Protecting the volar soft tissues, the osteotomy is performed with the oscillating saw parallel to the distal K-wire, taking care not to osteotomize completely the volar cortex. The osteotomy is opened dorsally and radially by manipulating the wrist into flexion and with the assistance of a small laminar spreader. The osteotomy is opened until both K-wires are parallel in the sagittal plane. Complete tenotomy of the brachioradialis or Z-lengthening is recommended to facilitate radial lengthening. Next, a corticocancellous strut graft is harvested from the iliac crest, shaped according to the resulting osteotomy defect, incorporated with the cortical portion oriented dorsally, and temporarily fixed with K-wires. If rotational correction is needed, one or two K-wires are inserted through the graft into the proximal fragment to secure the correct axial alignment. Then the distal fragment can be rotated (usually pronated) on the graft to the desired position. The amount of rotational correction is monitored with the two K-wires in the sagittal plane.

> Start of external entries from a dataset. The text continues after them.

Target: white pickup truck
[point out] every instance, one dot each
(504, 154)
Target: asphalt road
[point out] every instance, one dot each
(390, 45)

Various methods of stable fixation are available. In our practice, a 2.7-mm condylar plate or the use of two 2.4-mm locking plates are preferred for the following reasons: (1) The 2.7-mm condylar plate can be completely covered by the fourth compartment and does not interfere with the extensor pollicis longus or the wrist extensors, diminishing the risk of attrition tendinitis; (2) its fixed-angle component minimizes loss of correction by fragment settling; (3) by virtue of the low profile of the plate, extensor tendon irritation is uncommon, and removal of hardware is seldom necessary; and (4) stability of the construct can be augmented by inserting a separate oblique lag screw across the osteotomy. If the 2.4-mm distal radius plates are used, one is applied on the radial border between the wrist extensors and the first dorsal compartment, and the other is applied dorsoulnarly under the fourth compartment (Fig. 56-5).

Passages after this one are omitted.